Coordinates of Images and Text

vishaal jatav Sun, 08 Sep 2013 07:43:40 -0700

Hi,

We have been scratching heads for a long time on this and are still unable to 
move ahead.

The task we want to perform is as follows. We want to remove all the images
from a PDF. The tricky part kicks in when the images, themselves, have some
text on them (geometrically). Or, the bounding rectangle of the Image may
contain some text in them.

The most trivial way of doing that is:

1. Find all images in the document (assume a 1-page document) - Done.

2. Find the coordinates of these images - Done. Using the
PrintImageLocations.java as a base, we could find the bottom-left coordinates
of the image, along with its height and width. Assuming this is correct, we are
moving forward.

3. Find all the text in the document - Done.

4. Find the coordinates of these text - Done. Using the
PrintTextLocations.java as a base.

5. Remove all the text fragments whose coordinates intersect with any of
the images in the page - Done.

Theoretically, the above 5 steps should have given us the desired results.
However, same wasn't the case.

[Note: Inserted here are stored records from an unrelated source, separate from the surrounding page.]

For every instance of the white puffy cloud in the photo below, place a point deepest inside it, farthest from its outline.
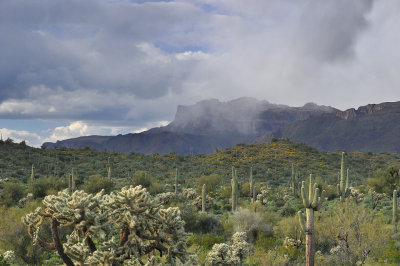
(21, 135)
(126, 64)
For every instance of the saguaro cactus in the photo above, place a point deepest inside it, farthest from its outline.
(109, 169)
(395, 219)
(343, 189)
(176, 181)
(294, 182)
(71, 184)
(203, 198)
(251, 182)
(312, 202)
(234, 184)
(254, 198)
(33, 172)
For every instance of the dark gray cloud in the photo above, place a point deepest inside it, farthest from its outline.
(329, 29)
(120, 63)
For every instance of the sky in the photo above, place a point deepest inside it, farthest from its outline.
(70, 67)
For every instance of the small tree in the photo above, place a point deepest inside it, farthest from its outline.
(143, 225)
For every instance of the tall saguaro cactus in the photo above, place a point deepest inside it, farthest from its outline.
(312, 202)
(203, 198)
(343, 189)
(234, 184)
(294, 182)
(176, 181)
(251, 182)
(109, 169)
(33, 172)
(395, 219)
(71, 185)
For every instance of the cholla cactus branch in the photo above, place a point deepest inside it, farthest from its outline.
(143, 225)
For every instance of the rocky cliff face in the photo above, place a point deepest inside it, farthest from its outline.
(204, 127)
(243, 116)
(374, 127)
(368, 109)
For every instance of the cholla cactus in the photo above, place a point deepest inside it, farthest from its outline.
(263, 196)
(292, 243)
(376, 197)
(234, 254)
(356, 194)
(198, 203)
(189, 193)
(143, 225)
(22, 202)
(312, 202)
(343, 189)
(165, 198)
(9, 256)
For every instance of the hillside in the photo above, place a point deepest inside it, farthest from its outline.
(271, 162)
(204, 127)
(373, 127)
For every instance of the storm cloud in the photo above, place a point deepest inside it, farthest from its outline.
(130, 63)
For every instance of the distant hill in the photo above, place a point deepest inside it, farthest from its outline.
(374, 127)
(204, 127)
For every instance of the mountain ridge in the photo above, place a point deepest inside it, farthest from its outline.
(204, 127)
(210, 124)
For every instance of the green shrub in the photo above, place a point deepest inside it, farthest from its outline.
(96, 183)
(11, 194)
(46, 186)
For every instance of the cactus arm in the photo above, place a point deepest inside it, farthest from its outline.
(203, 198)
(302, 221)
(395, 218)
(304, 195)
(315, 201)
(310, 190)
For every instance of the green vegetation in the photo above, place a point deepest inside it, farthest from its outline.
(237, 206)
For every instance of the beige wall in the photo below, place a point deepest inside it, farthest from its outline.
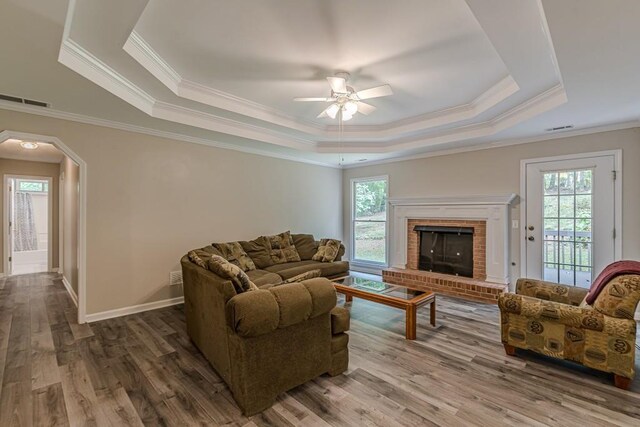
(150, 200)
(497, 171)
(69, 178)
(20, 167)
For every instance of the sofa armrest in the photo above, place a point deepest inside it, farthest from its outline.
(577, 317)
(549, 291)
(262, 311)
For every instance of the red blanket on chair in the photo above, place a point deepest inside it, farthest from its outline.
(611, 271)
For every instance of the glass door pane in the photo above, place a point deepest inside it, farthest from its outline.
(567, 218)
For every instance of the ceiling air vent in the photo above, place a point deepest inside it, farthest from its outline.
(559, 128)
(23, 101)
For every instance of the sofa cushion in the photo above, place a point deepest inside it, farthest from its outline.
(262, 311)
(233, 252)
(327, 269)
(227, 270)
(306, 245)
(281, 248)
(295, 303)
(259, 251)
(196, 259)
(327, 251)
(340, 320)
(619, 298)
(263, 277)
(311, 274)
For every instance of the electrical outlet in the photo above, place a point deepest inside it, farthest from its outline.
(175, 278)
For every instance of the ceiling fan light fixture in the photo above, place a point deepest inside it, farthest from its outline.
(345, 115)
(29, 145)
(332, 111)
(351, 107)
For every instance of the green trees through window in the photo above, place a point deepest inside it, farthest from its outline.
(370, 220)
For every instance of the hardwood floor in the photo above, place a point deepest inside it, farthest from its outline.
(143, 370)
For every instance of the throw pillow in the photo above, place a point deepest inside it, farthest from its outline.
(306, 245)
(281, 248)
(227, 270)
(233, 252)
(304, 276)
(619, 297)
(194, 258)
(328, 250)
(259, 251)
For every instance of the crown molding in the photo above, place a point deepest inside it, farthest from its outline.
(150, 60)
(83, 62)
(141, 51)
(500, 144)
(543, 102)
(86, 64)
(89, 120)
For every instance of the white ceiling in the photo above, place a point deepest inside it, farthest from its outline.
(11, 149)
(464, 73)
(269, 52)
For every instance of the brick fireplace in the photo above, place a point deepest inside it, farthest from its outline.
(479, 242)
(487, 216)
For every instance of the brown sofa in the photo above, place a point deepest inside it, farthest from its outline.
(267, 341)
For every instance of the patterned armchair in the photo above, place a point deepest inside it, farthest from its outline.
(553, 320)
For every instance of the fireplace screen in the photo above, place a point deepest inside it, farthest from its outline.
(447, 250)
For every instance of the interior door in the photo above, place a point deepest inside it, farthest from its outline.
(570, 219)
(11, 219)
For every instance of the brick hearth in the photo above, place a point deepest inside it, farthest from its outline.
(457, 286)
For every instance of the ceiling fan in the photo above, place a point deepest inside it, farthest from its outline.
(345, 101)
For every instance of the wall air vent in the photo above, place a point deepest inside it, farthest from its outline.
(559, 128)
(17, 100)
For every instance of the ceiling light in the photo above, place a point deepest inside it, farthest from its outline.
(351, 107)
(346, 116)
(29, 145)
(332, 111)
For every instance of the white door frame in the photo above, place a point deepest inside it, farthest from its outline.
(5, 217)
(82, 209)
(617, 197)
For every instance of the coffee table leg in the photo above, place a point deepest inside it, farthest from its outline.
(411, 322)
(432, 312)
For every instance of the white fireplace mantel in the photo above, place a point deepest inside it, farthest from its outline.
(492, 209)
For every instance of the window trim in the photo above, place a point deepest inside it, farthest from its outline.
(352, 201)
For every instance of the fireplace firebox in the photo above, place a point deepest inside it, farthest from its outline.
(447, 250)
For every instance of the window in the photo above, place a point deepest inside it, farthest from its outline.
(369, 225)
(33, 186)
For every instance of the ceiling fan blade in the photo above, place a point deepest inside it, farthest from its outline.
(324, 113)
(365, 109)
(375, 92)
(312, 99)
(338, 84)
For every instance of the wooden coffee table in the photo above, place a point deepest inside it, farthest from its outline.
(392, 295)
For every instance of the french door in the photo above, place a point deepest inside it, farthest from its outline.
(569, 219)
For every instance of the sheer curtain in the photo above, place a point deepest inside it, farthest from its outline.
(25, 235)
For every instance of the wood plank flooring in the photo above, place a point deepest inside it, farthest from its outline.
(143, 370)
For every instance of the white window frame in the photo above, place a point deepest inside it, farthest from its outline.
(352, 247)
(617, 156)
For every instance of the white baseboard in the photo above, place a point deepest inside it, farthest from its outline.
(124, 311)
(70, 290)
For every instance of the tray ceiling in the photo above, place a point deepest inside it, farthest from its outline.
(458, 69)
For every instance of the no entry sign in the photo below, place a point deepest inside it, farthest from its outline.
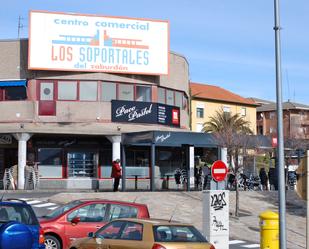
(218, 171)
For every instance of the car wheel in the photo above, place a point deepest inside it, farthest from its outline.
(52, 242)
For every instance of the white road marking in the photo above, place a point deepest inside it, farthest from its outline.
(52, 208)
(252, 246)
(48, 204)
(233, 242)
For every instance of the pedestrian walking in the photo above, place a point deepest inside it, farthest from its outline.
(264, 179)
(116, 174)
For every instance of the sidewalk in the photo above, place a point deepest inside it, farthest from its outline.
(189, 210)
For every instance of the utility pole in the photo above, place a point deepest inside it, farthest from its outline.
(20, 26)
(280, 155)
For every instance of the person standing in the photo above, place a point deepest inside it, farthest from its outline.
(116, 174)
(206, 169)
(264, 179)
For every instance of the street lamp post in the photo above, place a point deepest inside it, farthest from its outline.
(282, 207)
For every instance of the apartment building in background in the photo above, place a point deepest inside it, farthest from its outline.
(295, 119)
(207, 99)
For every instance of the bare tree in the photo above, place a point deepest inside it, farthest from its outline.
(230, 132)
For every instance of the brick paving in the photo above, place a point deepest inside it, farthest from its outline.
(187, 207)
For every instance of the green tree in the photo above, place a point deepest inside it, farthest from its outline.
(230, 132)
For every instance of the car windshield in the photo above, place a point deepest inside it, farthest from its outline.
(21, 213)
(60, 210)
(175, 233)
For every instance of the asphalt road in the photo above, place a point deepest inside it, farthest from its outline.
(41, 206)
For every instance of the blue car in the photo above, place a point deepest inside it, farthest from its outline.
(19, 226)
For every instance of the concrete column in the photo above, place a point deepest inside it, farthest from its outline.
(124, 172)
(153, 168)
(22, 157)
(115, 140)
(191, 168)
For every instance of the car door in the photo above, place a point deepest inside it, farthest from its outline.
(91, 216)
(117, 211)
(130, 236)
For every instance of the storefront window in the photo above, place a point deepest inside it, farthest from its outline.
(143, 93)
(205, 156)
(126, 92)
(178, 99)
(168, 159)
(50, 162)
(82, 164)
(199, 112)
(169, 97)
(108, 91)
(106, 163)
(88, 91)
(137, 162)
(184, 102)
(67, 90)
(15, 93)
(161, 95)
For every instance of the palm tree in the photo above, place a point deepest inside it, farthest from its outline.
(229, 131)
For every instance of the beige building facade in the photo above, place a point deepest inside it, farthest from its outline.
(72, 123)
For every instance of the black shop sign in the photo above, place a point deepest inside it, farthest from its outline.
(145, 112)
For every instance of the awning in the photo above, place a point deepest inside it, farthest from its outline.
(4, 83)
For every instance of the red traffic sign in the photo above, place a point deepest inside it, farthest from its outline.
(218, 171)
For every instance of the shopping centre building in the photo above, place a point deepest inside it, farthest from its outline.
(74, 103)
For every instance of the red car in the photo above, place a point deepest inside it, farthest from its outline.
(77, 218)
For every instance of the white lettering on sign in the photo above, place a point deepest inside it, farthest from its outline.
(5, 139)
(132, 112)
(92, 43)
(162, 138)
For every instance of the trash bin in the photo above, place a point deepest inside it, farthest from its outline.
(269, 230)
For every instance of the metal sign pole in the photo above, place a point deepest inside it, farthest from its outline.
(307, 190)
(281, 176)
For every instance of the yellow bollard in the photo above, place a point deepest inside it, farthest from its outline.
(269, 229)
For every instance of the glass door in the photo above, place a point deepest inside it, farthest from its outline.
(47, 103)
(82, 164)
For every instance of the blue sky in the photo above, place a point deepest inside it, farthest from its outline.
(227, 43)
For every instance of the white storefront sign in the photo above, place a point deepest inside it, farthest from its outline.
(75, 42)
(216, 217)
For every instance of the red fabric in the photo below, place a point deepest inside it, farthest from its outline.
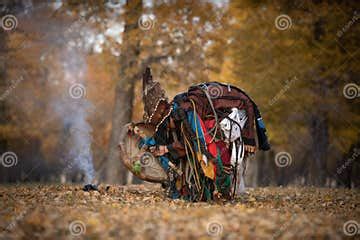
(211, 146)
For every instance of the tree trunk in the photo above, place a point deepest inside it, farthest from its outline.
(129, 72)
(319, 130)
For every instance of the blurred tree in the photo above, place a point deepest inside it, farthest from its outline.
(287, 56)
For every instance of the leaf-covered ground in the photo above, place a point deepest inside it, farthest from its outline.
(142, 212)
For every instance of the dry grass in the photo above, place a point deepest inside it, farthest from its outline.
(142, 212)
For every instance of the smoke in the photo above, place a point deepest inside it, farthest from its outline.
(73, 109)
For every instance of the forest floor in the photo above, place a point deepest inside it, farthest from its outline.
(143, 212)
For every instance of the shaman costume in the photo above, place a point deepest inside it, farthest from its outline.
(197, 144)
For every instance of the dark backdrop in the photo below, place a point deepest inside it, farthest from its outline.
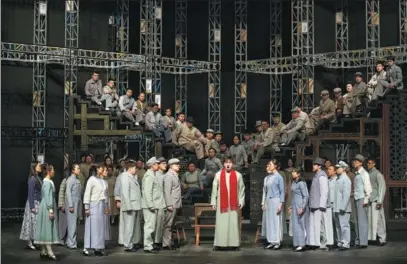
(17, 26)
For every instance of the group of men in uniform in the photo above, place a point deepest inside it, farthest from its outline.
(333, 198)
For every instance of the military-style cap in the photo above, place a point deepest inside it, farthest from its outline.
(151, 162)
(324, 92)
(359, 157)
(295, 109)
(318, 161)
(173, 161)
(342, 164)
(161, 160)
(359, 74)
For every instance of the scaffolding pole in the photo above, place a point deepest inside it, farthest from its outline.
(240, 56)
(181, 51)
(71, 65)
(403, 21)
(39, 77)
(342, 45)
(372, 33)
(214, 78)
(276, 51)
(302, 46)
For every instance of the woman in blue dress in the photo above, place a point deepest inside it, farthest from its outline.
(47, 233)
(273, 204)
(32, 205)
(298, 210)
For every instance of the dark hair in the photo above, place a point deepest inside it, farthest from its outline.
(33, 172)
(46, 168)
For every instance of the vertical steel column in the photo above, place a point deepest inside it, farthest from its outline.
(276, 50)
(342, 43)
(372, 33)
(39, 76)
(181, 51)
(214, 78)
(302, 46)
(71, 66)
(240, 56)
(403, 21)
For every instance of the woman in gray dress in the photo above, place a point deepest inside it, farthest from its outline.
(46, 232)
(32, 205)
(298, 209)
(273, 205)
(96, 210)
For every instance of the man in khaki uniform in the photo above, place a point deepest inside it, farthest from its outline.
(172, 196)
(325, 112)
(153, 199)
(265, 141)
(297, 129)
(190, 138)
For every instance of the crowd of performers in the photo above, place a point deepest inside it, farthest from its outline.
(320, 215)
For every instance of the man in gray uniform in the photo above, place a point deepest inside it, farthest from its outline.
(130, 204)
(172, 195)
(362, 192)
(318, 199)
(342, 206)
(377, 221)
(159, 223)
(152, 201)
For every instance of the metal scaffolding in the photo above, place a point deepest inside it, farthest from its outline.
(214, 77)
(302, 45)
(240, 75)
(71, 62)
(39, 77)
(342, 45)
(403, 21)
(372, 33)
(276, 51)
(181, 51)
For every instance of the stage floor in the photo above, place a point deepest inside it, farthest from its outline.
(13, 252)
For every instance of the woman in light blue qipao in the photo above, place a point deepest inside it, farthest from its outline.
(298, 210)
(273, 204)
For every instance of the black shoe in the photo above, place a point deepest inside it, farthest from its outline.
(130, 250)
(153, 251)
(100, 253)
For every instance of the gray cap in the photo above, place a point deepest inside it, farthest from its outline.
(359, 157)
(319, 161)
(161, 159)
(173, 161)
(151, 161)
(342, 164)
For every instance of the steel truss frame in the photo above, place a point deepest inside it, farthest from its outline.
(240, 123)
(372, 33)
(342, 45)
(276, 51)
(302, 45)
(39, 88)
(403, 21)
(181, 51)
(71, 62)
(214, 77)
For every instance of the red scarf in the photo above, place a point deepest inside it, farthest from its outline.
(224, 197)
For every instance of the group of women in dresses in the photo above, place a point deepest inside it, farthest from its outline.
(274, 194)
(41, 224)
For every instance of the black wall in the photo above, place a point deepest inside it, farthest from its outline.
(17, 26)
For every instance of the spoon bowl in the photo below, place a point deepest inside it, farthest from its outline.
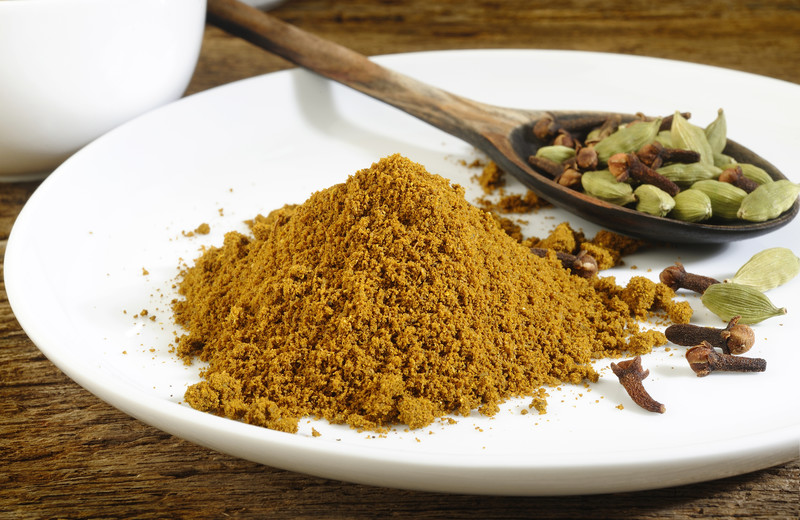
(504, 134)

We discovered a lot of things that were causing
problems:

1. The coordinate system for Text and Images are not the same. For texts,
the Y is increasing downwards. Whereas, for images, it is supposed to increase
upwards. We believe this is the only difference.

2. The width and height of the image are being reported incorrectly (we
think so). On the PDF, when we compare the coordinates of some of the text
fragments and the height and width of the image, we find that the widths and
heights that are being reported are shorter than what they should be!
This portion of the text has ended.